Witnet, when paired with DSNs like Filecoin or Sia, will enable the creation of “Digital Knowledge Arks”: decentralized, immutable, censorship-resistant and eternal archives of humanity’s most relevant digital data.
A series of truth vaults aimed to ensure that access to knowledge and truth remains democratic and verifiable forever.
Churchill’s famous dictum may appear to no longer hold true in an age where the Internet wields enormous potential for any person to share their beliefs and opinions with the rest of the world. However, centralized systems for the archiving of human knowledge are still very vulnerable to manipulation or destruction by corrupt governments and other malicious actors who could greatly benefit from altering history.

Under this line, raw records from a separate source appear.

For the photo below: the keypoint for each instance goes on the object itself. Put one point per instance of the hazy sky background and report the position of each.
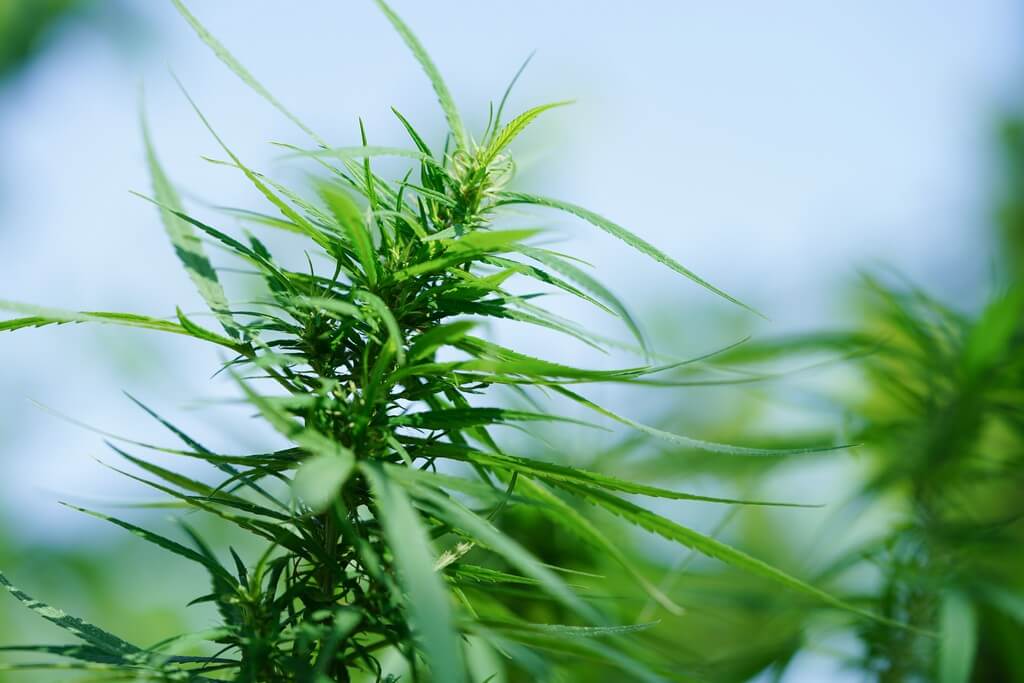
(773, 147)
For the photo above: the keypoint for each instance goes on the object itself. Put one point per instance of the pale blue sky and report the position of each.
(773, 147)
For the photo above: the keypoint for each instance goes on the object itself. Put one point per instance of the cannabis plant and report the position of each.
(382, 550)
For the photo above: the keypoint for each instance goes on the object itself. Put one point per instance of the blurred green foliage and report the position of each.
(24, 29)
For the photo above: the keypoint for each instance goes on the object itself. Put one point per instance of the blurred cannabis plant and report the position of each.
(379, 520)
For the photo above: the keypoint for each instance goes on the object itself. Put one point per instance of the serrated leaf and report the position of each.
(443, 95)
(429, 603)
(621, 232)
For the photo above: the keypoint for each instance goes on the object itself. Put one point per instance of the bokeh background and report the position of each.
(775, 148)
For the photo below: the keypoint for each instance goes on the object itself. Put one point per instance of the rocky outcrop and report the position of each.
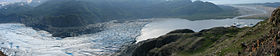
(182, 31)
(2, 54)
(268, 44)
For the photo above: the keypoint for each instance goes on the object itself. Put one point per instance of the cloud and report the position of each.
(239, 1)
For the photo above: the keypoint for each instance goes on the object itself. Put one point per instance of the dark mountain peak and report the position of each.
(275, 17)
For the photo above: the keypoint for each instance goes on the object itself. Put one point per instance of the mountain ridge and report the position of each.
(262, 39)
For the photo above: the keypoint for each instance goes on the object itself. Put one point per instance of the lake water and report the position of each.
(17, 39)
(162, 26)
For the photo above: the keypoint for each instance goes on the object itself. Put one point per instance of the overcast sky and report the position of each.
(213, 1)
(239, 1)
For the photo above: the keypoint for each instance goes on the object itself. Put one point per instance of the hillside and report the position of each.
(2, 54)
(65, 18)
(262, 39)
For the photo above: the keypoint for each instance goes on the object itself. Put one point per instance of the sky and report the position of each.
(213, 1)
(239, 1)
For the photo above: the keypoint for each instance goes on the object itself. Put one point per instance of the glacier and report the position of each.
(18, 40)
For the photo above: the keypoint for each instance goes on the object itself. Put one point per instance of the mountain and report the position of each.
(65, 18)
(262, 39)
(274, 4)
(2, 54)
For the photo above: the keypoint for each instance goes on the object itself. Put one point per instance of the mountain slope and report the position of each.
(65, 18)
(2, 54)
(262, 39)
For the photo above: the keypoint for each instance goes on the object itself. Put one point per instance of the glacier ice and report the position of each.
(17, 39)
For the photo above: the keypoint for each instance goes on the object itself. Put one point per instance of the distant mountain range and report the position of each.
(274, 4)
(260, 40)
(59, 14)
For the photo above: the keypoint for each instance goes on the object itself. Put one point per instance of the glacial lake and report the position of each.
(162, 26)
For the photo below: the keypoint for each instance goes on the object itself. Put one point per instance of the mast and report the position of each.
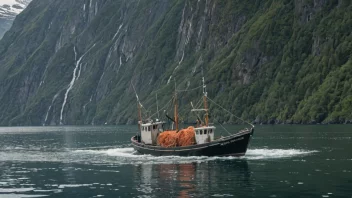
(139, 114)
(157, 105)
(175, 111)
(205, 103)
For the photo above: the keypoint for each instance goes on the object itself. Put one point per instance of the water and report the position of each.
(282, 161)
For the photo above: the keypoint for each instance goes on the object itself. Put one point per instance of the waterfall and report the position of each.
(74, 78)
(47, 113)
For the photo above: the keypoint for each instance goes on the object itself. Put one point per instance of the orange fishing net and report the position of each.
(184, 137)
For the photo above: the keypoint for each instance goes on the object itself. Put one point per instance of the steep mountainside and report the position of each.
(72, 62)
(8, 11)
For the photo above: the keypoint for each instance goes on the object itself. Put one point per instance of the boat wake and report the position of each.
(127, 155)
(130, 155)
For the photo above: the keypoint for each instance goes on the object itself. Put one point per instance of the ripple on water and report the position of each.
(128, 155)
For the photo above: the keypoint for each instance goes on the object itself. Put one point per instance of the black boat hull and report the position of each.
(234, 145)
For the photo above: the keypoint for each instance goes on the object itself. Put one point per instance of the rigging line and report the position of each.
(230, 112)
(162, 108)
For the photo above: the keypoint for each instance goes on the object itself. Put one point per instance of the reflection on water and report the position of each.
(190, 179)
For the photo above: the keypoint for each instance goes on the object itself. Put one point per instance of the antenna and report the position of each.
(157, 104)
(205, 94)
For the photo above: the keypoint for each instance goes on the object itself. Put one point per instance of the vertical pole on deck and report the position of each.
(176, 110)
(205, 103)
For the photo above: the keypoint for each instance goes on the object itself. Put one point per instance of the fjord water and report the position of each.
(282, 161)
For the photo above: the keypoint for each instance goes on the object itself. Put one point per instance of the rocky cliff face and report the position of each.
(72, 62)
(9, 9)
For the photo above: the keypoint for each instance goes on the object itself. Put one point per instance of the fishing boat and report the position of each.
(205, 144)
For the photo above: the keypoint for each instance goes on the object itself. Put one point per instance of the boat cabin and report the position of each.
(150, 132)
(204, 134)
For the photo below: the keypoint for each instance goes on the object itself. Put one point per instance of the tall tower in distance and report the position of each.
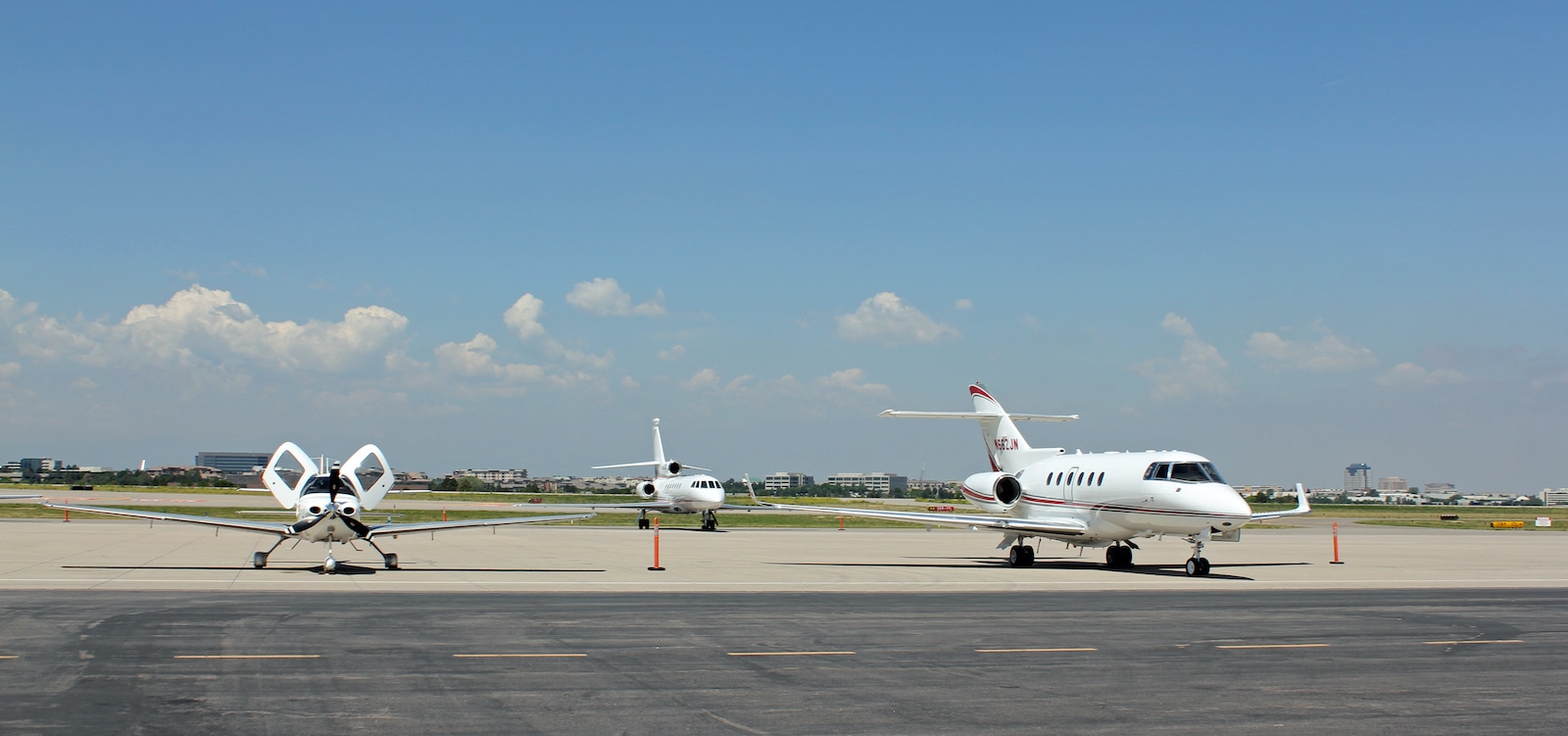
(1358, 479)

As a society we have the responsibility to find a better way to preserve our cultural heritage from any odds that the future may hold. And we need it to be highly resilient, decentralized, self-governed and censorship-resistant, guaranteeing that knowledge will be accessible to everyone, everywhere, at any time, without discrimination of any type. Only in this way we will be able to ensure that access to human knowledge will remain democratic forever.
Douglas R. Hofstadter, in his 1979 Pullitzer-winning book “Gödel, Echer, Bach: An Eternal Golden Braid”, states that provability is a weaker notion than truth. In this Information Age, verifiability is indeed very fragile because of the ephemerality inherent to digital media: one statement can be verifiable right now but lose its verifiability right after.
Let’s visualize how fragile verifiability is:
- Open a random Wikipedia article.
- Scroll all the way down to the bottom of the page.
- Follow all the links in the References and External links sections.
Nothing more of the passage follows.